I used the Armv7l-linux-musleabihf-cross toolchain to compile it for ARMv7 and link it statically against musl. adb push Let me push binaries and my site assets to the modem easily /usrdata The directory, which appears to have a writable partition about 50M large.

HTTP server works fine. I decided to use ADB to expose the HTTP port in my Pinephone:

$ adb forward tcp:8080 tcp:80

Since the ADB-forwarded port is bound only to the loopback interface, I also manually exposed it to external connections:

# sysctl -w net.ipv4.conf.all.route_localnet=1
# iptables -t nat -I PREROUTING -p tcp --dport 8080 -j DNAT --to-destination 127.0.0.1:8080

Now I can access my blog http://pine:8080/Cold!

i ran iperf Just tried ADB port forwarding on to see what kind of throughput I get.

$ iperf -c localhost
------------------------------------------------------------
Client connecting to localhost, TCP port 5001
TCP window size: 2.50 MByte (default)
------------------------------------------------------------
[  3] local 127.0.0.1 port 44230 connected with 127.0.0.1 port 5001
[ ID] Interval       Transfer     Bandwidth
[  3]  0.0-10.6 sec  14.4 MBytes  11.4 Mbits/sec

So around 10Mb/s. Not great, not terrible.

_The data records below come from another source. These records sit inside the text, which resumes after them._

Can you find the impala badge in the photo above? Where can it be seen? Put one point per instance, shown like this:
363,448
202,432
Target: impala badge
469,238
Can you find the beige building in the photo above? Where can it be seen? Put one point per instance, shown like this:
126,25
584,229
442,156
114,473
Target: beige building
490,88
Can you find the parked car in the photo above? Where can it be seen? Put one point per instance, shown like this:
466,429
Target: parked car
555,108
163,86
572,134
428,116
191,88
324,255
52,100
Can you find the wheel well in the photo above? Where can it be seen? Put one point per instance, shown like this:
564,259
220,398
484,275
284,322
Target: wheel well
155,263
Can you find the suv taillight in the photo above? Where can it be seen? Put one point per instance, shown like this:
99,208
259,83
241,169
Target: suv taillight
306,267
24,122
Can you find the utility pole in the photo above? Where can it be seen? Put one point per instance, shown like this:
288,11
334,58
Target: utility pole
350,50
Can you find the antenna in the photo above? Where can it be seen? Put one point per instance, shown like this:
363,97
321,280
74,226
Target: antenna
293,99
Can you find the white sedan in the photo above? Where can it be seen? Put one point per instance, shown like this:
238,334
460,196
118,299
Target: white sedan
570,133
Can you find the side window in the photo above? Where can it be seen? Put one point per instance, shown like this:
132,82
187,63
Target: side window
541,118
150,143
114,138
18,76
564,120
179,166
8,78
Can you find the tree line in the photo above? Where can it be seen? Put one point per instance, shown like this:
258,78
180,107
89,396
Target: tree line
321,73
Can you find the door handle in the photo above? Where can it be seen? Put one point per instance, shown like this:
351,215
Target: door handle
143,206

The Pinephone itself is connected to the network over USB (side note: I had to remove two components from the board to get the USB networking to work). I ran out of interest iperf Also on that connection:

$ iperf -c 10.15.19.82
------------------------------------------------------------
Client connecting to 10.15.19.82, TCP port 5001
TCP window size:  136 KByte (default)
------------------------------------------------------------
[  3] local 10.15.19.100 port 58672 connected with 10.15.19.82 port 5001
[ ID] Interval       Transfer     Bandwidth
[  3]  0.0-10.4 sec  25.8 MBytes  20.7 Mbits/sec

Although I was expecting more, it didn’t really matter, since I was hitching an ADB-forwarded connection.

I wonder how secure the modem is. This shows that a lot of AT commands are used system() on the modem. I suspect that some of them may be sensitive to AT command injection, but I haven’t looked into it further. Doesn’t really matter even though it’s so easy to drop into a root shell using ADB.

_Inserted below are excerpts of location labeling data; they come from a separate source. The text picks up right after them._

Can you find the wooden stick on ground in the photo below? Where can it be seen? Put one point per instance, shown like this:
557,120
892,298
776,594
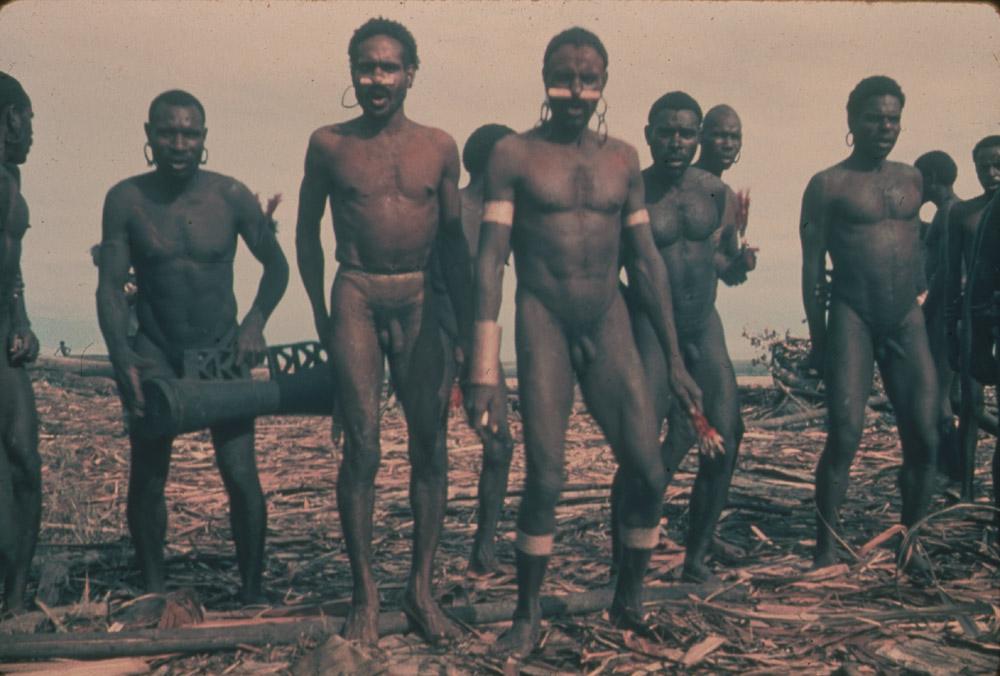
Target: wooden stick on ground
228,636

At first glance, this seems like an ideal way for malware to achieve persistence. With root access on the host system, malware can implant itself in the modem, which would enable it to avoid a re-install of the host OS and spy on communications or track the device’s location. Some of the impact is mitigated by the fact that all interaction with the host OS happens over USB and I2S and only if the host OS initiates it, so malware in the modem cannot interact with the host OS directly.